Surveillance State Evils (Salon)
“Th[e National Security Agency's] capability at any time could be turned around on the American people, and no American would have any privacy left, such is the capability to monitor everything: telephone conversations, telegrams, it doesn’t matter. There would be no place to hide. [If a dictator ever took over, the N.S.A.] could enable it to impose total tyranny, and there would be no way to fight back.“
That dramatic warning comes not from an individual who is typically held up as a symbol of anti-government paranoia.

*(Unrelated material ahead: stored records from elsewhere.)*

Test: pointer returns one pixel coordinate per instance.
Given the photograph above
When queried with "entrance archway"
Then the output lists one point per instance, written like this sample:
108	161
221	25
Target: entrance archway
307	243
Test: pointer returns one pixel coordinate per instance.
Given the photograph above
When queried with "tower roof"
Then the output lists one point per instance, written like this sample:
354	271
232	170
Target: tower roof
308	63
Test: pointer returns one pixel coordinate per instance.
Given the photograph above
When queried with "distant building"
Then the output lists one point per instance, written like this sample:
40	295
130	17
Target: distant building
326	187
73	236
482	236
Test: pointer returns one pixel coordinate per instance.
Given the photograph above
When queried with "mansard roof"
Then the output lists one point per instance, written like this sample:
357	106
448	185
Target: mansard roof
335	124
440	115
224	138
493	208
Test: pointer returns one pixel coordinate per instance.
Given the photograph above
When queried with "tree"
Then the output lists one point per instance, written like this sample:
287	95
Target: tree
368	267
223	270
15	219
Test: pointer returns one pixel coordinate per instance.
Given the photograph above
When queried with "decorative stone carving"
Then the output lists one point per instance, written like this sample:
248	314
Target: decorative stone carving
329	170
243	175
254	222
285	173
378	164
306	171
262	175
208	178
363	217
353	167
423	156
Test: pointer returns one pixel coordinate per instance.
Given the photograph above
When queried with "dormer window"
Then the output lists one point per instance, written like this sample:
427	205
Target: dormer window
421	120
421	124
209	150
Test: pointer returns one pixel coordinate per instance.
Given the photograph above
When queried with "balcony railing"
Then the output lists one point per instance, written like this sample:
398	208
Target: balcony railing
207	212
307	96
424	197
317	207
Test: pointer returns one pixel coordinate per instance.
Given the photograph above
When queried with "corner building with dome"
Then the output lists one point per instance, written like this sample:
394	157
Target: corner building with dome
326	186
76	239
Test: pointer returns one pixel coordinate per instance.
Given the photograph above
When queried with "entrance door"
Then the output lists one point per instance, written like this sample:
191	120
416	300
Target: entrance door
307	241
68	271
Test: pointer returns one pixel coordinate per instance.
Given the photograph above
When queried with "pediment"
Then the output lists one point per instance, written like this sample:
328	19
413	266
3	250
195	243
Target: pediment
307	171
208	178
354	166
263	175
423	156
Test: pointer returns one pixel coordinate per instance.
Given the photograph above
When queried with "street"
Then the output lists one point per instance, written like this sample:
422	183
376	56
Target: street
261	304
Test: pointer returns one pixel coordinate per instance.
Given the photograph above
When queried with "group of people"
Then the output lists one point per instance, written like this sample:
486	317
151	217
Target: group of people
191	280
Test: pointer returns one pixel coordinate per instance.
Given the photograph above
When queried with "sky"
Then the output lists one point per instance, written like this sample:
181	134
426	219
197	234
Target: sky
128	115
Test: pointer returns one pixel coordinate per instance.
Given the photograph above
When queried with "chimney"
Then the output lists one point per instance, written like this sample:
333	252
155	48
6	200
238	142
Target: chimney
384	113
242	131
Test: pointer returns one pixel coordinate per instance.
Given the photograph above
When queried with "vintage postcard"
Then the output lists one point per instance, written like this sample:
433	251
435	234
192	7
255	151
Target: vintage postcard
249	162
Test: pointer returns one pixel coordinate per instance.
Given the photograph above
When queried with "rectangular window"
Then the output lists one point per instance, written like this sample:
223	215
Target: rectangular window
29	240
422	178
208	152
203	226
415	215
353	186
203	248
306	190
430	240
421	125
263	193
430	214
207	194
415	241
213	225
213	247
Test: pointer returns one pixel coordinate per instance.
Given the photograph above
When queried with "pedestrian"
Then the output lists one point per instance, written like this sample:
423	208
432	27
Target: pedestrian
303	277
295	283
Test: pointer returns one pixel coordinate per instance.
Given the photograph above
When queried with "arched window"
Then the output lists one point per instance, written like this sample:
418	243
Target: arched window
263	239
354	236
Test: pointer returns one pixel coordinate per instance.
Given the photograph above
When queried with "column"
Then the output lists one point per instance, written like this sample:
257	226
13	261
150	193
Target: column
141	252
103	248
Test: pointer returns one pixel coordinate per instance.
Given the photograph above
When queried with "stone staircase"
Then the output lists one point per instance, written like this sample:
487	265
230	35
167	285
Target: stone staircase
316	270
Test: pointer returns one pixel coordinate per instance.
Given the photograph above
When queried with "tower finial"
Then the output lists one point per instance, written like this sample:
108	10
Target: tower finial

Rather, it was issued by one of the most admired and influential politicians among American liberals in the last several decades: Frank Church of Idaho, the 4-term U.S. Senator who served from 1957 to 1981. He was, among other things, one of the Senate’s earliest opponents of the Vietnam War, a former Chairman of the Senate Foreign Relations Committee, and the Chairman of the Committee (bearing his name) that in the mid-1970s investigated the widespread surveillance abuses committed under every President since FDR (that was the investigation that led to the enactment of FISA, the criminal law prohibiting the Executive Branch from intercepting the communications of American citizens without first obtaining a warrant from a court: the law which the Bush administration got caught violating and which, in response, was gutted by the Democratic-led Congress in 2008, with the support of then-Senator Obama; the abuses uncovered by the Church Committee also led to the enactment of further criminal prohibitions on the cooperation by America’s telecoms in any such illegal government spying, prohibitions that were waived away when the same 2008 Congress retroactively immunized America’s telecom giants from having done so).